2.04-residual_analysis.Rmd

# Assessing Model Assumptions {#residualanalysis}

## Model Assumptions

Every statistical model makes assumptions. We try to build models that reﬂect the data-generating process as realistically as possible. However, a model never is the truth. Yet, all inferences drawn from a model, such as estimates of effect size or derived quantities with credible intervals, are based on the assumption that the model is true. However, if a model captures the datagenerating process poorly, for example, because it misses important structures (predictors, interactions, polynomials), inferences drawn from the model are probably biased and results become unreliable. In a (hypothetical) model that captures all important structures of the data generating process, the stochastic part, the difference between the observation and the ﬁtted value (the residuals), should only show random variation. Analyzing residuals is a very important part of the data analysis process.
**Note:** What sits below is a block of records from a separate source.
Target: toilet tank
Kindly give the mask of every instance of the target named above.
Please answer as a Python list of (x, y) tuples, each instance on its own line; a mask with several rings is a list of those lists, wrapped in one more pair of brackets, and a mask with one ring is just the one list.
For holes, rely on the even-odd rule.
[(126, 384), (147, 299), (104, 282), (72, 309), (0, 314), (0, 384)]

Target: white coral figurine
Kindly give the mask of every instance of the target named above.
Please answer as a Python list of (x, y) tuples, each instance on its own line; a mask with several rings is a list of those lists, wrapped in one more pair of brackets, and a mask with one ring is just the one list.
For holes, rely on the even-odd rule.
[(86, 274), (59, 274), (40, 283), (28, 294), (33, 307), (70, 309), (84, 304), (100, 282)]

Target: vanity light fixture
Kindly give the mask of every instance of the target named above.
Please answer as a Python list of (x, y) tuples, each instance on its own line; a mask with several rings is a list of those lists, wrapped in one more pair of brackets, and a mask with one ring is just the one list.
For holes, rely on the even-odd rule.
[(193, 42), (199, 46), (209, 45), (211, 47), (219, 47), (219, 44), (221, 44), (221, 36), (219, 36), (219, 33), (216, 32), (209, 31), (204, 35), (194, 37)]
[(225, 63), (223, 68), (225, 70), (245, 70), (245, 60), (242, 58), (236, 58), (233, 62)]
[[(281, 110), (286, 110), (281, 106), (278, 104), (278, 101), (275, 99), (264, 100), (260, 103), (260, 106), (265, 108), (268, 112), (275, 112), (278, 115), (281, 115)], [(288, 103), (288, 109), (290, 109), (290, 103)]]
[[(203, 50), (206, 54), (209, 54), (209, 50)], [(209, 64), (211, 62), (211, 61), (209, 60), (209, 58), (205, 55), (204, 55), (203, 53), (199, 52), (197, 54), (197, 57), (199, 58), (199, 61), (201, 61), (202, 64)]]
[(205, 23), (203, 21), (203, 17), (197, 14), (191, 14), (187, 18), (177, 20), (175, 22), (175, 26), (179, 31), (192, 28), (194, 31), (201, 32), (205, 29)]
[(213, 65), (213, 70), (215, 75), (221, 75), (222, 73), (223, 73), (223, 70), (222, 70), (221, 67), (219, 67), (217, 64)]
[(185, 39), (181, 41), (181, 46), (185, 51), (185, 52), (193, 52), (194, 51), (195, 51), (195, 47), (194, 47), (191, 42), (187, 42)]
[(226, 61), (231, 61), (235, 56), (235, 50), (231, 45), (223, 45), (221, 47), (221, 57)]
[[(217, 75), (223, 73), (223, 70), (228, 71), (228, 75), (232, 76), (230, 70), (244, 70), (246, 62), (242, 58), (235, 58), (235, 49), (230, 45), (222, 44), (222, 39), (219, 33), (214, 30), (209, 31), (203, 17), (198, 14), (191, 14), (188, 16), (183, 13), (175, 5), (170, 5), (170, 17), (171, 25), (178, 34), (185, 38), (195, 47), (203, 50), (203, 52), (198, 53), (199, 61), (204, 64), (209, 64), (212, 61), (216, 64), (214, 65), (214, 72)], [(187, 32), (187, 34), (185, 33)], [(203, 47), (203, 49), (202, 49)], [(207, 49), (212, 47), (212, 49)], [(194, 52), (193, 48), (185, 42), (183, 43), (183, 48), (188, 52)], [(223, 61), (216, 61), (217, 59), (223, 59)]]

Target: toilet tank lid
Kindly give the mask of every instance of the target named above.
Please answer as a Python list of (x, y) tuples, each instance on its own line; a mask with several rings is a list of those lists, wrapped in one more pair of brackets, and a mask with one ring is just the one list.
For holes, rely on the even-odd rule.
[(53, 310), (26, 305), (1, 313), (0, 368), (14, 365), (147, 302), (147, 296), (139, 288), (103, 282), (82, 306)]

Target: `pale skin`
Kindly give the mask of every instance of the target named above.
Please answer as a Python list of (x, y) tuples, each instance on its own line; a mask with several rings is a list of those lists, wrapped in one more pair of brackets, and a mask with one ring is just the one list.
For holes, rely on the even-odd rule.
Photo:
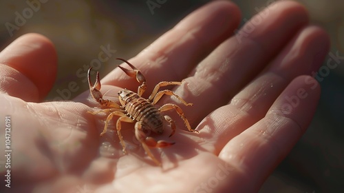
[[(177, 130), (169, 138), (167, 128), (161, 136), (174, 145), (151, 149), (161, 167), (142, 146), (131, 145), (123, 154), (114, 128), (99, 136), (106, 114), (87, 113), (99, 106), (89, 90), (72, 101), (42, 103), (55, 81), (54, 48), (36, 34), (14, 41), (0, 53), (0, 119), (10, 115), (12, 121), (13, 183), (0, 192), (78, 192), (87, 187), (94, 192), (258, 191), (312, 120), (320, 86), (309, 74), (330, 44), (323, 30), (308, 24), (301, 6), (283, 1), (273, 6), (264, 14), (268, 17), (255, 16), (262, 21), (253, 30), (235, 37), (238, 8), (211, 3), (129, 60), (147, 79), (142, 96), (147, 99), (162, 81), (184, 79), (172, 90), (193, 103), (184, 106), (173, 96), (158, 103), (180, 105), (200, 132), (186, 131), (175, 112), (166, 112)], [(122, 88), (138, 90), (119, 68), (100, 81), (102, 92), (114, 101)], [(122, 128), (127, 144), (134, 144), (133, 127)], [(4, 130), (0, 132), (4, 139)], [(103, 142), (112, 145), (112, 156), (99, 153)]]

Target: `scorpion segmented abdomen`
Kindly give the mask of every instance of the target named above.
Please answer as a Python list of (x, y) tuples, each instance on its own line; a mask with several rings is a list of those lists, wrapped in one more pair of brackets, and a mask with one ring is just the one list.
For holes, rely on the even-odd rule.
[(142, 123), (143, 127), (155, 132), (162, 132), (162, 116), (152, 103), (133, 92), (125, 99), (125, 110), (128, 116)]

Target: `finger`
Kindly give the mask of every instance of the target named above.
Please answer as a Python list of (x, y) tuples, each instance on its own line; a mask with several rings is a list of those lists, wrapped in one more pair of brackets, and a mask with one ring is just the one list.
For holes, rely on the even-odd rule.
[(25, 34), (0, 53), (0, 91), (26, 101), (39, 101), (55, 81), (57, 57), (52, 43)]
[[(162, 81), (180, 81), (205, 55), (233, 34), (239, 18), (239, 9), (233, 3), (210, 3), (186, 17), (129, 61), (146, 77), (149, 90)], [(118, 68), (102, 83), (137, 89), (133, 79)]]
[[(288, 1), (275, 4), (273, 9), (266, 8), (268, 17), (258, 14), (251, 19), (262, 19), (254, 30), (241, 41), (236, 37), (224, 41), (177, 89), (177, 94), (194, 104), (193, 110), (186, 112), (191, 122), (200, 123), (214, 109), (226, 104), (307, 23), (307, 13), (300, 4)], [(241, 30), (245, 29), (244, 26)]]
[[(329, 49), (329, 38), (318, 27), (302, 29), (272, 63), (271, 66), (233, 97), (230, 103), (203, 120), (202, 135), (213, 134), (215, 152), (229, 140), (262, 119), (287, 85), (301, 74), (317, 69)], [(313, 84), (312, 80), (309, 83)], [(210, 123), (215, 126), (209, 126)]]
[[(308, 81), (312, 79), (314, 84)], [(240, 168), (236, 180), (254, 182), (256, 192), (287, 155), (308, 126), (320, 96), (320, 86), (308, 76), (295, 79), (279, 95), (266, 116), (230, 141), (219, 157)], [(292, 99), (290, 101), (290, 99)], [(245, 191), (244, 191), (245, 192)]]

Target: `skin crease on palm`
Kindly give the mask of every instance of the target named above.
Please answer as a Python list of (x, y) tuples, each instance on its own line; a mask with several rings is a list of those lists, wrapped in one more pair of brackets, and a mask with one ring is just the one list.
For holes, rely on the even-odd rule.
[[(144, 97), (161, 81), (184, 79), (172, 90), (194, 104), (168, 96), (158, 103), (180, 105), (200, 131), (188, 132), (167, 112), (176, 133), (169, 138), (165, 127), (162, 135), (151, 135), (175, 142), (151, 149), (162, 167), (133, 139), (133, 124), (123, 123), (126, 155), (114, 126), (99, 136), (106, 114), (87, 112), (99, 108), (89, 91), (72, 101), (43, 102), (56, 74), (54, 45), (36, 34), (15, 40), (0, 54), (1, 119), (11, 116), (12, 150), (12, 187), (1, 192), (78, 192), (85, 185), (94, 192), (258, 191), (312, 120), (320, 86), (308, 74), (321, 65), (330, 41), (293, 1), (270, 6), (252, 19), (252, 30), (242, 33), (248, 21), (235, 36), (241, 19), (233, 3), (210, 3), (129, 60), (147, 79)], [(105, 99), (118, 101), (124, 88), (137, 90), (118, 68), (100, 77)]]

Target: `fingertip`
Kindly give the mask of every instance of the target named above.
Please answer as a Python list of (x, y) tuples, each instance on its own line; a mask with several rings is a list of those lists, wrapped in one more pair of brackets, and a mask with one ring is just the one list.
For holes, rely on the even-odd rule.
[[(2, 91), (10, 95), (11, 93), (15, 93), (14, 96), (23, 98), (28, 95), (32, 96), (24, 97), (28, 101), (41, 101), (47, 95), (55, 81), (57, 72), (55, 48), (50, 40), (39, 34), (26, 34), (14, 41), (0, 53), (0, 63), (15, 70), (7, 69), (6, 72), (10, 71), (8, 74), (3, 72), (3, 74), (5, 74), (2, 75), (12, 78), (12, 81), (8, 79), (7, 81), (1, 83), (1, 88), (6, 90)], [(25, 79), (22, 77), (23, 75), (32, 83), (25, 83), (23, 85), (17, 83)], [(11, 84), (16, 86), (10, 86)], [(22, 93), (21, 90), (26, 90), (29, 93)]]

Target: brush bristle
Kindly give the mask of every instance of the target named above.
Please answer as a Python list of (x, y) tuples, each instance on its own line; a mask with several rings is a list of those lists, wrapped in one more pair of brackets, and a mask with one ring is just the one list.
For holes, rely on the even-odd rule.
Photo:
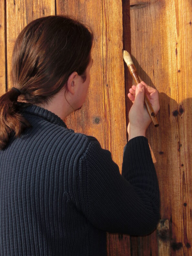
[(131, 64), (133, 64), (130, 54), (127, 51), (123, 51), (123, 57), (124, 60), (128, 66)]

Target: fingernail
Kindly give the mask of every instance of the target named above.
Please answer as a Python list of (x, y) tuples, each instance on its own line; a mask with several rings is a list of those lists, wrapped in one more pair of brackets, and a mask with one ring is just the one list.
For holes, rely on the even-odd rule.
[(138, 88), (143, 88), (143, 84), (139, 84), (137, 85)]

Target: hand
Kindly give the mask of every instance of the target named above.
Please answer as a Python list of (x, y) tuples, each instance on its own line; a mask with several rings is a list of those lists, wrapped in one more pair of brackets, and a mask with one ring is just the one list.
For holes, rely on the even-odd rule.
[[(143, 88), (140, 88), (142, 85)], [(145, 136), (146, 131), (151, 122), (151, 118), (144, 104), (144, 91), (155, 114), (157, 114), (160, 108), (158, 91), (147, 85), (143, 81), (138, 84), (137, 86), (133, 85), (132, 88), (129, 89), (129, 91), (128, 96), (133, 104), (129, 113), (129, 123), (127, 127), (127, 132), (129, 135), (129, 140), (131, 139), (129, 135), (131, 129), (134, 137), (136, 136), (137, 134), (138, 134), (137, 136), (139, 136), (140, 134)]]

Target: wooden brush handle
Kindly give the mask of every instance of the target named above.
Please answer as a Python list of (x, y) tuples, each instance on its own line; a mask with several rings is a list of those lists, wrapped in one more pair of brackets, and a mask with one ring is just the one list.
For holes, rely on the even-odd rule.
[[(128, 66), (128, 68), (131, 74), (133, 77), (135, 82), (137, 84), (140, 83), (141, 80), (139, 79), (139, 76), (137, 75), (136, 68), (135, 67), (134, 64), (131, 64), (129, 65)], [(152, 120), (152, 122), (153, 122), (155, 126), (155, 127), (157, 127), (159, 126), (159, 123), (158, 123), (157, 119), (154, 111), (151, 104), (150, 101), (149, 100), (149, 99), (147, 98), (147, 96), (146, 95), (146, 94), (145, 92), (144, 95), (144, 104), (145, 106), (146, 109)]]

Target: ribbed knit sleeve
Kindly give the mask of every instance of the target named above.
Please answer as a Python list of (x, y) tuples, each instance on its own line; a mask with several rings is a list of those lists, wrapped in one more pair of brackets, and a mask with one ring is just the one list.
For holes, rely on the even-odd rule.
[[(102, 149), (96, 140), (90, 140), (78, 166), (80, 207), (95, 227), (138, 236), (155, 229), (159, 218), (159, 192), (146, 138), (136, 137), (126, 144), (122, 175), (110, 152)], [(80, 186), (80, 180), (84, 186)]]

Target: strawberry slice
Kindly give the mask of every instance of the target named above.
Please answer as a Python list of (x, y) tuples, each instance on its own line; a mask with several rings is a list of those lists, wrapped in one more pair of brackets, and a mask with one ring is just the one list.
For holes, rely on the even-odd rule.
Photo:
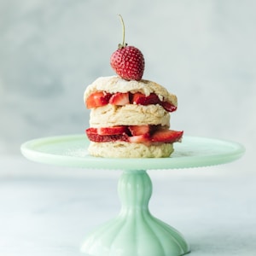
[(129, 143), (144, 143), (144, 144), (150, 143), (148, 134), (131, 136), (131, 137), (128, 137), (128, 140), (129, 140)]
[(86, 100), (87, 108), (94, 108), (96, 107), (105, 106), (108, 103), (111, 97), (110, 93), (105, 91), (96, 91), (92, 93)]
[(128, 128), (132, 136), (150, 133), (150, 125), (130, 125)]
[(89, 128), (85, 130), (88, 138), (95, 143), (109, 143), (116, 141), (128, 142), (129, 137), (126, 134), (99, 135), (96, 132), (96, 128)]
[(173, 130), (159, 130), (152, 135), (151, 142), (173, 143), (180, 142), (183, 134), (183, 131), (177, 131)]
[(117, 105), (117, 106), (124, 106), (130, 103), (129, 101), (129, 92), (117, 92), (111, 96), (109, 99), (109, 103)]
[(173, 112), (177, 110), (177, 107), (168, 102), (162, 102), (160, 105), (168, 112)]
[(117, 135), (126, 134), (127, 132), (129, 132), (128, 128), (125, 125), (97, 128), (97, 133), (99, 135)]
[(133, 95), (131, 102), (133, 104), (149, 105), (149, 104), (160, 104), (161, 102), (155, 93), (150, 93), (146, 96), (144, 94), (137, 92)]

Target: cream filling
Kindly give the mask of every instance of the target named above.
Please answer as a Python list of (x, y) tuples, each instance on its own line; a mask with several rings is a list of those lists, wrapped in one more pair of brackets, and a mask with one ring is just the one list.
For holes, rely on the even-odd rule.
[(170, 126), (170, 113), (160, 105), (108, 104), (92, 108), (90, 114), (90, 127), (115, 125), (157, 125)]

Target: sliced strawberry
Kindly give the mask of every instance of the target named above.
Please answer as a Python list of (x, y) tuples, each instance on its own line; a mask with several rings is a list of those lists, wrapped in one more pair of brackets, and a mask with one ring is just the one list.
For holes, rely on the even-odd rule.
[(133, 95), (132, 102), (133, 104), (140, 105), (150, 105), (160, 103), (160, 100), (158, 96), (154, 93), (150, 93), (149, 96), (146, 96), (144, 94), (137, 92)]
[(95, 143), (109, 143), (116, 141), (128, 142), (129, 137), (126, 134), (115, 134), (115, 135), (99, 135), (95, 133), (96, 128), (89, 128), (85, 130), (88, 138)]
[(127, 132), (129, 132), (128, 127), (125, 125), (97, 128), (99, 135), (117, 135), (126, 134)]
[(90, 134), (97, 134), (98, 133), (97, 128), (93, 128), (93, 127), (86, 129), (85, 132), (86, 132), (86, 134), (88, 134), (88, 133), (90, 133)]
[(177, 109), (176, 106), (172, 105), (168, 102), (162, 102), (160, 105), (168, 112), (173, 112)]
[(109, 99), (109, 103), (117, 105), (117, 106), (124, 106), (130, 103), (129, 100), (129, 92), (117, 92), (111, 96)]
[(150, 133), (150, 125), (130, 125), (128, 128), (132, 136)]
[(183, 131), (177, 131), (173, 130), (159, 130), (151, 136), (151, 142), (173, 143), (176, 142), (180, 142), (183, 134)]
[(105, 91), (96, 91), (92, 93), (86, 100), (87, 108), (94, 108), (96, 107), (105, 106), (108, 103), (111, 97), (110, 93)]
[(149, 135), (148, 134), (142, 134), (137, 136), (131, 136), (128, 137), (129, 143), (144, 143), (148, 144), (150, 143)]

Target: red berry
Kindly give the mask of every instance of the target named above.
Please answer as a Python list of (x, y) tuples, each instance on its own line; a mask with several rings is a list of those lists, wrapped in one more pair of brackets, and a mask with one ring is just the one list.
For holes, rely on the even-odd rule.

Residual analysis can be very exciting, because the residuals show what remains unexplained by the present model. Residuals can sometimes show surprising patterns and, thereby, provide deeper insight into the system. However, at this step of the analysis it is important not to forget the original research questions that motivated the study. Because these questions have been asked without knowledge of the data, they protect against data dredging. Of course, residual analysis may raise interesting new questions. Nonetheless, these new questions have emerged from patterns in the data, which might just be random, not systematic, patterns. The search for a model with good ﬁt should be guided by thinking about the process that generated the data, not by trial and error (i.e., do not try all possible variable combinations until the residuals look good; that is data dredging). All changes done to the model should be scientiﬁcally justiﬁed. Usually, model complexity increases, rather than decreases, during the analysis.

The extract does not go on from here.